The Case of the Amorous Defendant: Criticizing Absolute Stare Decisis for Statutory Cases
Earlier in this the first year of the new millennium, Professor Larry Marshall was appointed Chief Justice of the United States. The first important case coming before the Marshall Court involved the government’s prosecution of Frankly Amorous under the White Slave Traffic Act of June 25, 1910 (the Mann Act), as amended. Defendant Amorous was a law student in Virginia who paid for the airplane ticket of his female lover to travel from North Carolina to Virginia for the admitted purpose of having extramarital sexual relations. The U.S. Attorney prosecuted Amorous for violating the Mann Act, which criminalizes the knowing transportation of “any individual in interstate or foreign commerce … with intent that such individual engage in prostitution, or in any sexual activity for which any person can be charged with a criminal offense.”

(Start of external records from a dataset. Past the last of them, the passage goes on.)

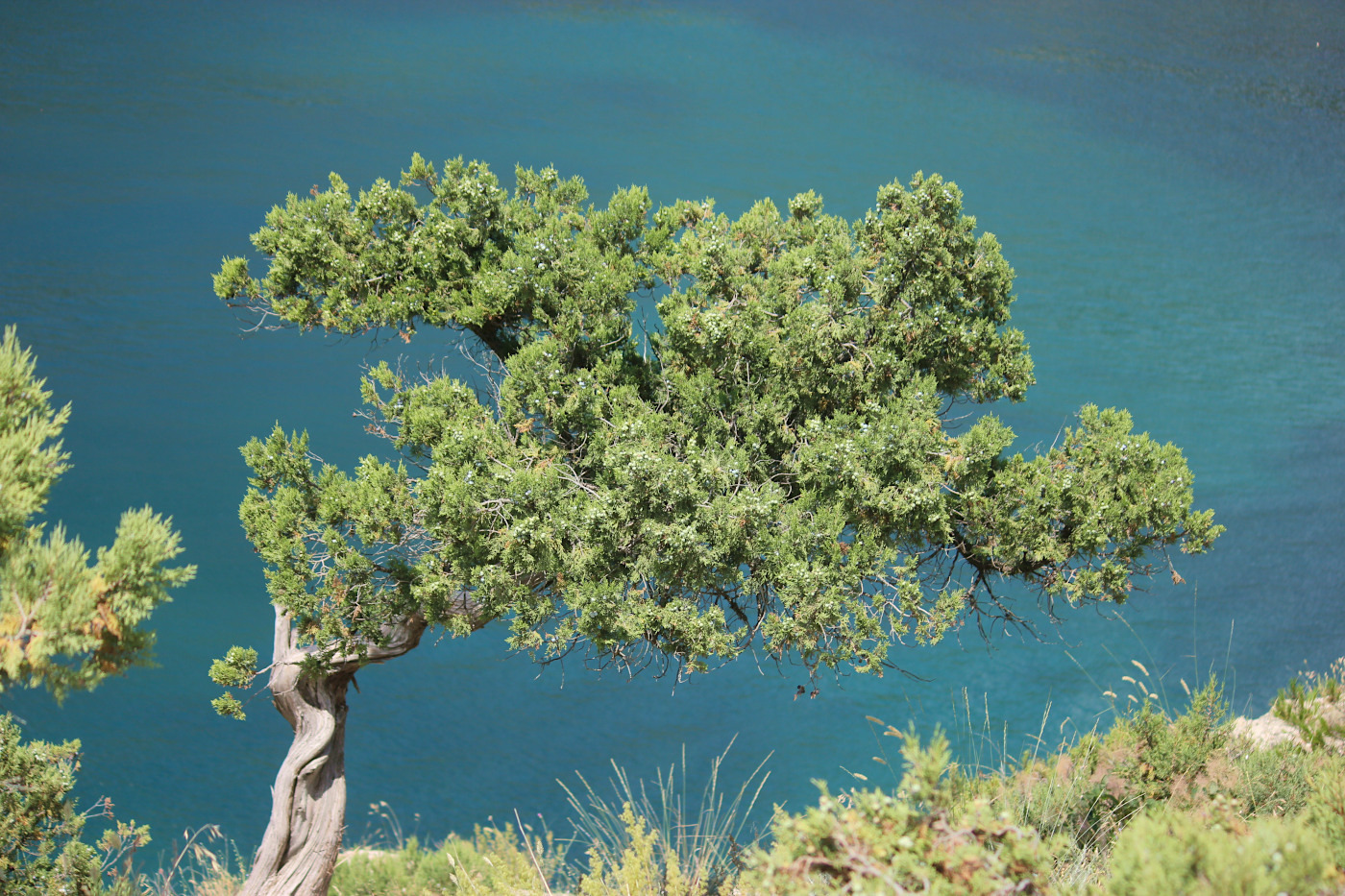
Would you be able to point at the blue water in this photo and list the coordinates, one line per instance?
(1166, 180)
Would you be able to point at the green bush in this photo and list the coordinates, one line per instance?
(1184, 855)
(40, 851)
(923, 839)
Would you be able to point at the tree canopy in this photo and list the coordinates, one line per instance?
(779, 458)
(66, 623)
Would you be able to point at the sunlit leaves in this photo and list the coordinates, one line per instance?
(772, 463)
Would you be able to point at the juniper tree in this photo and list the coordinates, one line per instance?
(64, 624)
(775, 462)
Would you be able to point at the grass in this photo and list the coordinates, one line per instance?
(1136, 808)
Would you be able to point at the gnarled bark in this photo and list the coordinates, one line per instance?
(303, 838)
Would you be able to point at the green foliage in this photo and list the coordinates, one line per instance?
(1317, 707)
(40, 851)
(1325, 811)
(920, 839)
(64, 623)
(39, 831)
(1186, 855)
(642, 866)
(235, 670)
(662, 838)
(772, 462)
(1091, 790)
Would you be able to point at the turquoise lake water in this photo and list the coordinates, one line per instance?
(1167, 181)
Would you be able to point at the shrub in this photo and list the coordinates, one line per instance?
(1186, 855)
(920, 839)
(40, 851)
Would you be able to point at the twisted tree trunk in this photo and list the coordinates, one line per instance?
(303, 838)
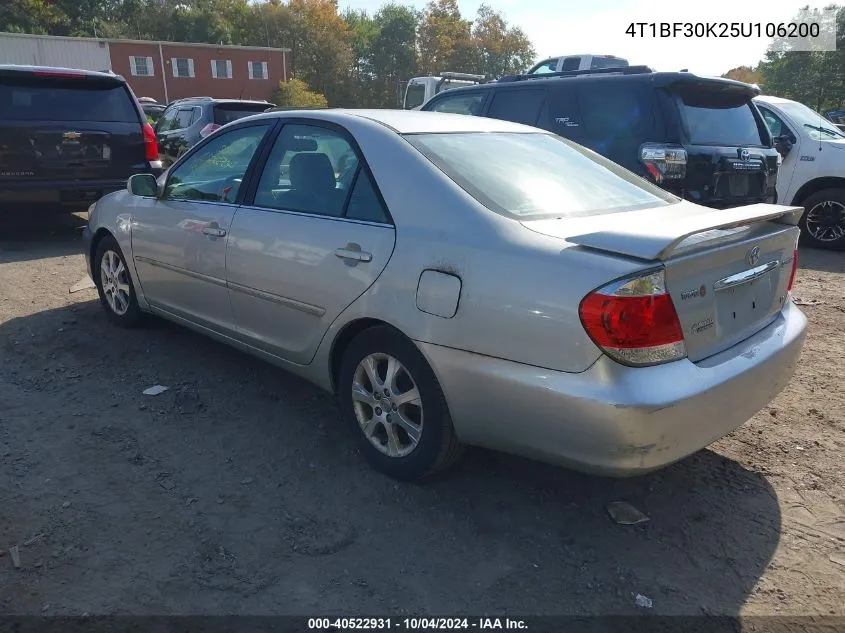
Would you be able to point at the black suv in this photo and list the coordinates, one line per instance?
(68, 137)
(701, 138)
(185, 122)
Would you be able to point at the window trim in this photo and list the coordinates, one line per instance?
(250, 189)
(133, 66)
(248, 174)
(215, 74)
(174, 64)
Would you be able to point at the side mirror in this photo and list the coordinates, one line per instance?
(144, 185)
(783, 144)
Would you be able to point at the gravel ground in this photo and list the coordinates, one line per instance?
(237, 491)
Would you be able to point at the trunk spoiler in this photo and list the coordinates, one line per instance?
(659, 242)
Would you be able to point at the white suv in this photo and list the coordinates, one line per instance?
(813, 171)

The trial judge instructed the jury to convict Amorous if he paid for his lover’s transportation with the purpose of bringing her across state lines so that they could engage in extramarital sexual relations, which is a criminal offense in Virginia. The judge based the instruction on her reading of the Supreme Court’s 1917 interpretation of the statute in Caminetti v. United States, which held that the original version of the Mann Act criminalized a broad range of extramarital sexual relations as “immoral practice,” and the Court’s 1993 decision in Squalid v. United States, which held that the amended version of the Mann Act incorporates the Caminetti holding and should be read broadly to penalize any sexual activity considered “immoral” by “‘a relevant regulatory community.”